Taufan hanya duduk menunggu dua kembarannya makan sambil memainkan game diponselnya. Sedangkan Halilintar berusaha sekuat tenaga agar tidak marah karena sikap kedua kembarannya itu.

Setelah makan selesai, Halilintar mencoba mengajak mereka berbicara, tetapi Taufan masih terlihat agak kesal dan Gempa terlihat cuek. Meskipun begitu, Halilintar tetap berusaha untuk mengajak mereka ngobrol.

Saat Halilintar menceritakan tentang apa yang dia lakukan di panti asuhan tadi, Taufan dan Gempa terdiam sejenak. Meskipun mereka tidak menunjukkan reaksi yang terlalu positif.

Setelah beberapa saat, suasana menjadi semakin canggung. Halilintar memutuskan untuk memberikan waktu pada Taufan dan Gempa untuk sendiri.

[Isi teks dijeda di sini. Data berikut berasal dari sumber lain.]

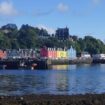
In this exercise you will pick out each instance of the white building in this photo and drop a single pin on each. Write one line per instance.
(98, 56)
(85, 55)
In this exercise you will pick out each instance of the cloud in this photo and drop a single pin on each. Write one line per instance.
(62, 7)
(49, 30)
(42, 13)
(7, 9)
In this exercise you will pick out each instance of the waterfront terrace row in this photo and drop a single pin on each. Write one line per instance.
(47, 53)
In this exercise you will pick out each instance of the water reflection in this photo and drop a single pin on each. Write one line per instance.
(76, 79)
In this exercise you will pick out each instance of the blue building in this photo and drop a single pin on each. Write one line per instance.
(71, 53)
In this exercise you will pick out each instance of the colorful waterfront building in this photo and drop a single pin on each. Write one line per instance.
(3, 54)
(61, 54)
(71, 53)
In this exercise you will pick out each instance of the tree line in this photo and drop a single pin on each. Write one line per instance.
(32, 37)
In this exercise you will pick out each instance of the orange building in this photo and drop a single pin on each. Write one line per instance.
(3, 54)
(48, 53)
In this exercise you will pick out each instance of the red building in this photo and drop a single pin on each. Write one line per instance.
(48, 53)
(3, 54)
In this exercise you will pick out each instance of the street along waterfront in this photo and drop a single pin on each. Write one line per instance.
(60, 80)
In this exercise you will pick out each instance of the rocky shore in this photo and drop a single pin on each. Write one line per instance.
(87, 99)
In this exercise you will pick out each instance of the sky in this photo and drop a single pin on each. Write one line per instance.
(82, 17)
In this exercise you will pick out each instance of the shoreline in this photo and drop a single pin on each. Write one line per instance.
(87, 99)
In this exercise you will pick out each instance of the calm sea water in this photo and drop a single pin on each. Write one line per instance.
(66, 80)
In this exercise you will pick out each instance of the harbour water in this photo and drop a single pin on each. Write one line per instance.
(60, 80)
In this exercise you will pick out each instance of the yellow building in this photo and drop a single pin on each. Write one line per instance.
(61, 54)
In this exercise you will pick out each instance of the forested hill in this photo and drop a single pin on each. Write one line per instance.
(30, 37)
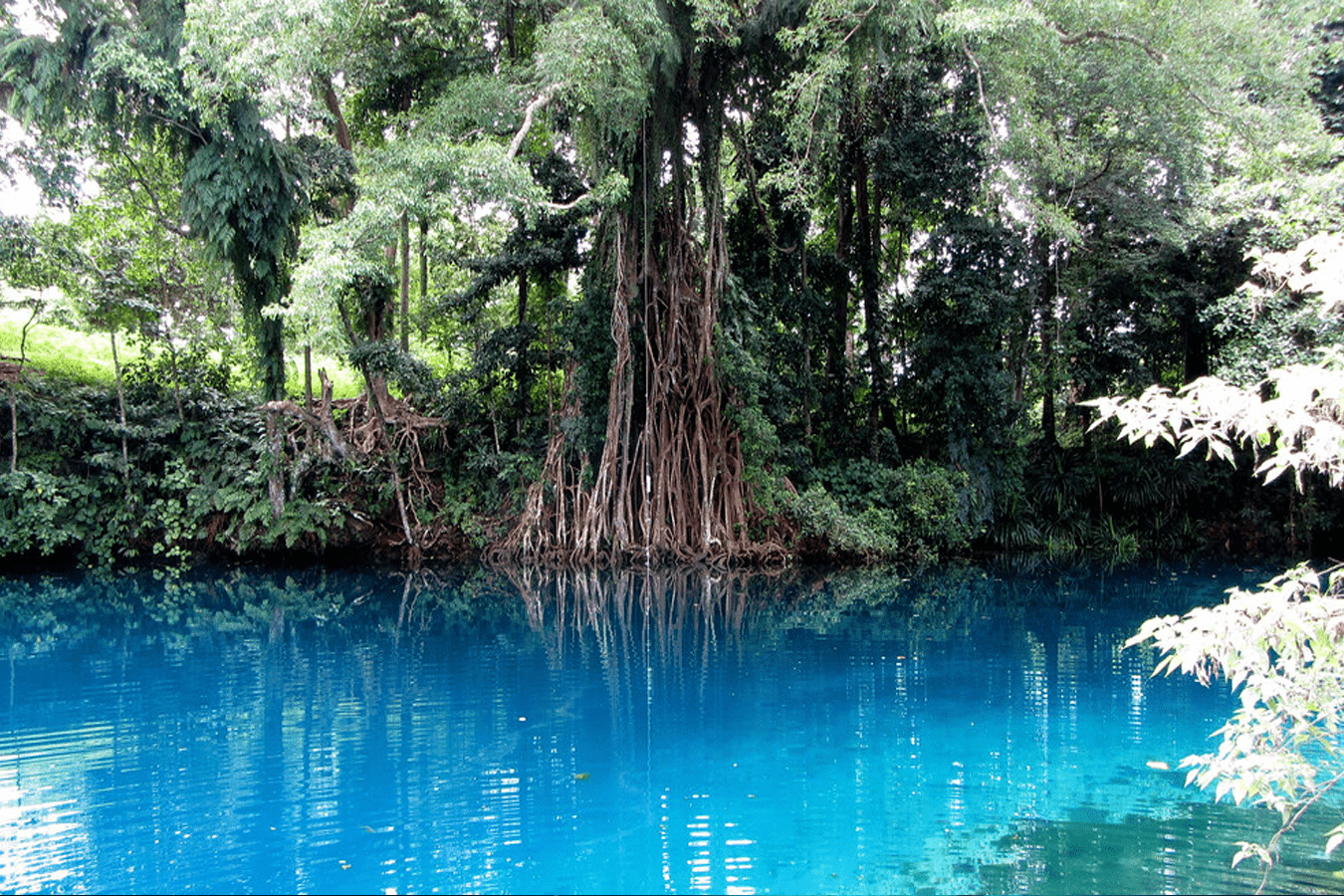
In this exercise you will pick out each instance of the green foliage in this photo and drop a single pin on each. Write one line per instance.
(910, 514)
(244, 193)
(1281, 650)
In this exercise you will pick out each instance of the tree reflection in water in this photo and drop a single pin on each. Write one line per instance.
(682, 730)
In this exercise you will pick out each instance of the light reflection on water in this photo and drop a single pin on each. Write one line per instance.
(649, 733)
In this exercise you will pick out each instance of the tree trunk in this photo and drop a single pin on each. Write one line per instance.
(121, 407)
(406, 281)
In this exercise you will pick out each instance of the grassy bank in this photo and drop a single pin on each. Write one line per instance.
(87, 357)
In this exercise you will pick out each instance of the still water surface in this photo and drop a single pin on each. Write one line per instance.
(475, 731)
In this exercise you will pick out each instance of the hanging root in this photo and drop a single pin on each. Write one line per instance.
(668, 485)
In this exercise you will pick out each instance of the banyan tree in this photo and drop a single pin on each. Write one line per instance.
(653, 85)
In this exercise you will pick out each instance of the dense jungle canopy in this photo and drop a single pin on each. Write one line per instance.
(659, 280)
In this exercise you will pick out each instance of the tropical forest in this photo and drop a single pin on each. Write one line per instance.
(620, 304)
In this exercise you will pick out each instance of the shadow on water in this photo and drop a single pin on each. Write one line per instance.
(660, 730)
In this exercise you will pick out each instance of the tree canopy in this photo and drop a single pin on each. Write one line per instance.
(680, 264)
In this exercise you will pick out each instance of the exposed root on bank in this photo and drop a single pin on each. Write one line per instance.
(367, 431)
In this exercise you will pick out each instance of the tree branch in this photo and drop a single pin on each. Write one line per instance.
(1101, 34)
(540, 103)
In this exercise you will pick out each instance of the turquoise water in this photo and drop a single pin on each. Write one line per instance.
(476, 731)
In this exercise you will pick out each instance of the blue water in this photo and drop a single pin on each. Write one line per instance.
(477, 731)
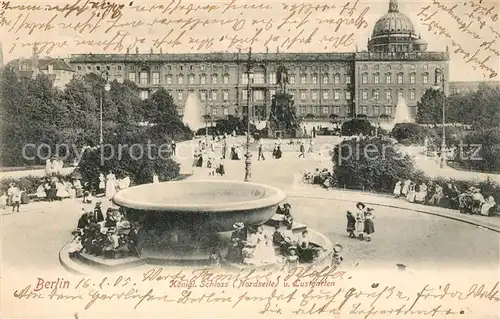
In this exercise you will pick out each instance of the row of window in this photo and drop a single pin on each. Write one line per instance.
(399, 78)
(398, 66)
(388, 94)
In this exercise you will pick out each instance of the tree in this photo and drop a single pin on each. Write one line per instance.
(374, 164)
(430, 107)
(162, 113)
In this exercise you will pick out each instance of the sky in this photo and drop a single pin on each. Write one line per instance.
(435, 25)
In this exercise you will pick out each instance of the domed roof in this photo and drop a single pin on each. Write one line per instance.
(393, 22)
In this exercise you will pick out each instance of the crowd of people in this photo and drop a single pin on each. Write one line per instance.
(252, 246)
(469, 201)
(111, 237)
(360, 225)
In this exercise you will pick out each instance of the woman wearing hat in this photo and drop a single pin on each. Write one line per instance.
(360, 220)
(369, 226)
(336, 256)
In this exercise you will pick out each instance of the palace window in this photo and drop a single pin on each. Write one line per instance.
(412, 78)
(244, 78)
(259, 78)
(258, 95)
(156, 78)
(325, 78)
(336, 79)
(364, 95)
(315, 79)
(143, 77)
(272, 78)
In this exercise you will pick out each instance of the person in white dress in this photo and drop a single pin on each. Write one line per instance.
(110, 185)
(40, 192)
(62, 192)
(397, 189)
(48, 168)
(265, 249)
(156, 179)
(102, 183)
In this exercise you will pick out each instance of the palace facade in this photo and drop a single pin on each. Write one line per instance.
(396, 69)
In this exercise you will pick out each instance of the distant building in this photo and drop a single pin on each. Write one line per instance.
(470, 86)
(325, 85)
(58, 70)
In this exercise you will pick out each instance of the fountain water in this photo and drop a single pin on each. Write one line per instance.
(193, 113)
(402, 115)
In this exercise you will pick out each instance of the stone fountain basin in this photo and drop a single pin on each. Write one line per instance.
(206, 204)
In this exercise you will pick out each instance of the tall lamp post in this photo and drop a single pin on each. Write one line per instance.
(107, 87)
(437, 86)
(248, 156)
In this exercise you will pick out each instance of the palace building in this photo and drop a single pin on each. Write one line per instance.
(396, 68)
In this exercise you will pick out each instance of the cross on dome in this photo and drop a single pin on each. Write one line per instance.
(393, 6)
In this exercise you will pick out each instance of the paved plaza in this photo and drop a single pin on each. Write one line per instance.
(403, 235)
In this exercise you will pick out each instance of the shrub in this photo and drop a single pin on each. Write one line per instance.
(356, 126)
(409, 133)
(372, 163)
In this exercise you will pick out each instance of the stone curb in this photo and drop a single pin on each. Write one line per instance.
(456, 218)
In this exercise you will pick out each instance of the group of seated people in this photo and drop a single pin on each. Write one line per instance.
(52, 189)
(469, 201)
(319, 177)
(252, 246)
(111, 237)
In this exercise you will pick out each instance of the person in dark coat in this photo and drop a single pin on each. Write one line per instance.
(98, 216)
(351, 224)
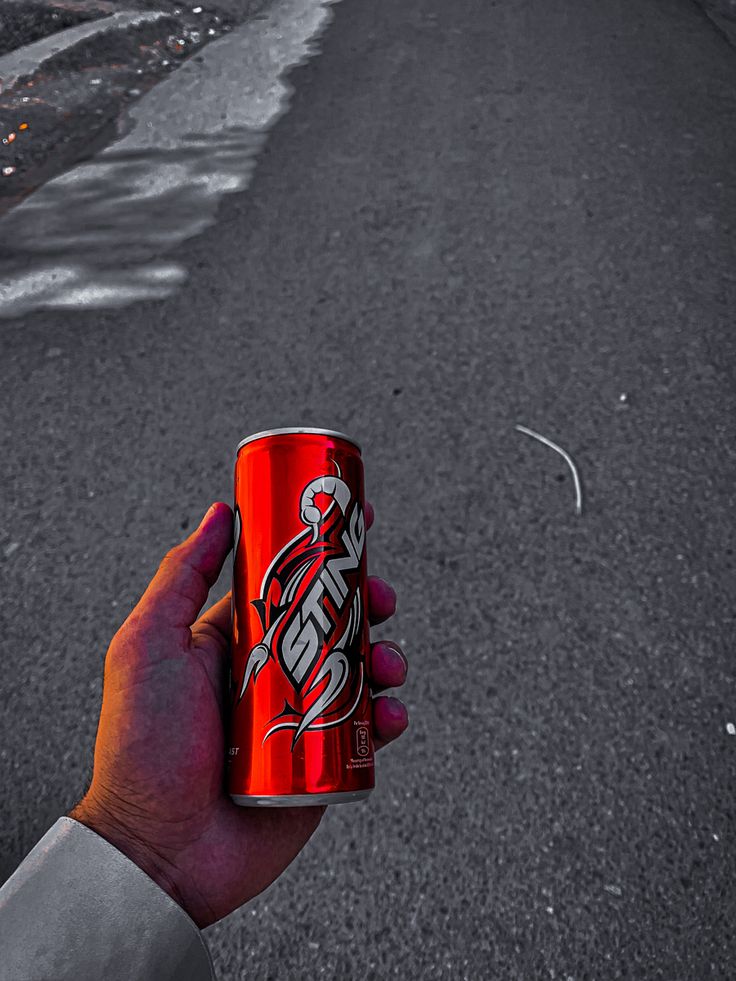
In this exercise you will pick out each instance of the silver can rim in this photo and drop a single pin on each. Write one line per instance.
(286, 432)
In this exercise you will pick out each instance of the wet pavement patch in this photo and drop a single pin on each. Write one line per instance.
(81, 64)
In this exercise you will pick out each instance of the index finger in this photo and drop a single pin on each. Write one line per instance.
(219, 614)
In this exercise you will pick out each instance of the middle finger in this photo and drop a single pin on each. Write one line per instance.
(387, 666)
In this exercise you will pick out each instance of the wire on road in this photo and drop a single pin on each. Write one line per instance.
(554, 446)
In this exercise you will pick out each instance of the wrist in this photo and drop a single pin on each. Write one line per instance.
(129, 845)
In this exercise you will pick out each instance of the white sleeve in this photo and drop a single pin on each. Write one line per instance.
(77, 908)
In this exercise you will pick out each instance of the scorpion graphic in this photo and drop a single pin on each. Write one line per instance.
(311, 612)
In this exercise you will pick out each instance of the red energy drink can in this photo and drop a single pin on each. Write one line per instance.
(300, 728)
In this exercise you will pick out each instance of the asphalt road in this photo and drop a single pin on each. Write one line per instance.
(474, 215)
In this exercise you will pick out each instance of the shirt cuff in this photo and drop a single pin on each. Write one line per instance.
(76, 907)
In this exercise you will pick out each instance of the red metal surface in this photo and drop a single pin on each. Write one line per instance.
(300, 711)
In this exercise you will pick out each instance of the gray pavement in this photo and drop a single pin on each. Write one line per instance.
(473, 216)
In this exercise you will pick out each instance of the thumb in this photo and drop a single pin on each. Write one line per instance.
(188, 571)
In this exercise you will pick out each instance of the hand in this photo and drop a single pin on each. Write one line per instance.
(157, 791)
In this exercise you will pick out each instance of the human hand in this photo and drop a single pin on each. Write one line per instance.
(157, 791)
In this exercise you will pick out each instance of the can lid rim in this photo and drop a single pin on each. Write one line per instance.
(285, 432)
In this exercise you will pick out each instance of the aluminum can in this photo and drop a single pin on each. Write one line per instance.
(299, 725)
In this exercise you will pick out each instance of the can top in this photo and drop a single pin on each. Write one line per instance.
(284, 432)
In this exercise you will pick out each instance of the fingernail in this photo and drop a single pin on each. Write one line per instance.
(396, 709)
(398, 655)
(208, 514)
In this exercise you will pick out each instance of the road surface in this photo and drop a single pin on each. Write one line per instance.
(474, 215)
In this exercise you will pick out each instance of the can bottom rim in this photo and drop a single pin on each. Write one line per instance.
(299, 800)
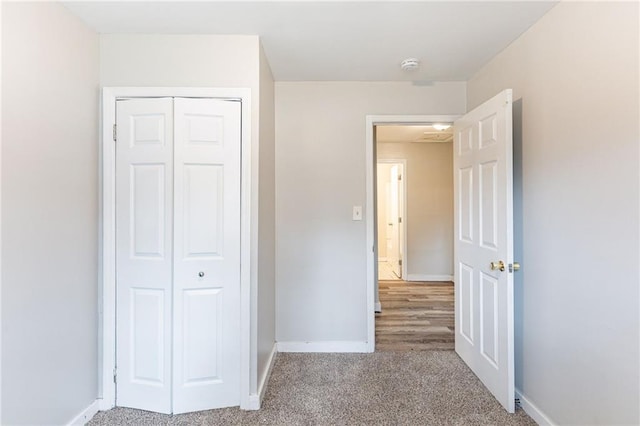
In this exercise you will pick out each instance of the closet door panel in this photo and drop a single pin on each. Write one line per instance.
(144, 259)
(206, 254)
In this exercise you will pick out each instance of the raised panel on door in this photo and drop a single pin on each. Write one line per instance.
(206, 254)
(144, 165)
(484, 234)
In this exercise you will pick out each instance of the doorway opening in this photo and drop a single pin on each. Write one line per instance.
(391, 190)
(396, 141)
(417, 309)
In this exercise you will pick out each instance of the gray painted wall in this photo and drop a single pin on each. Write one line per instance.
(320, 175)
(49, 214)
(575, 80)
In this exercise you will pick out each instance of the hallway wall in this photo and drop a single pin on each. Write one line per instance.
(575, 80)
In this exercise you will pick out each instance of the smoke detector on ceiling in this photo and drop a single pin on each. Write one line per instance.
(410, 64)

Setelah Halilintar pergi ke kamarnya tanpa cuci piring, dia membiarkan pikirannya melayang kemana-mana. Sedangkan Gempa diam-diam mencuci piring agar Halilintar tidak perlu cuci piring hari ini.

Gempa cuma gengsi kalau kakak kembarnya itu melihat dia membantunya. Sedangkan Taufan masih main game di dekat meja makan.

“Tumben cuci piring?” tanya Taufan tanpa mengalihkan pandangannya dari layar ponsel.

“Lagi pengen aja,” jawabnya dengan singkat.

Taufan menarik piring yang ada di depannya saat Gempa ingin mengambil makanan yang belum disentuh Taufan, “Jangan diberesin dulu makanannya, aku belum makan.”

Gempa mengangguk, dia memilih untuk menunggu kakak kembarnya selesai makan.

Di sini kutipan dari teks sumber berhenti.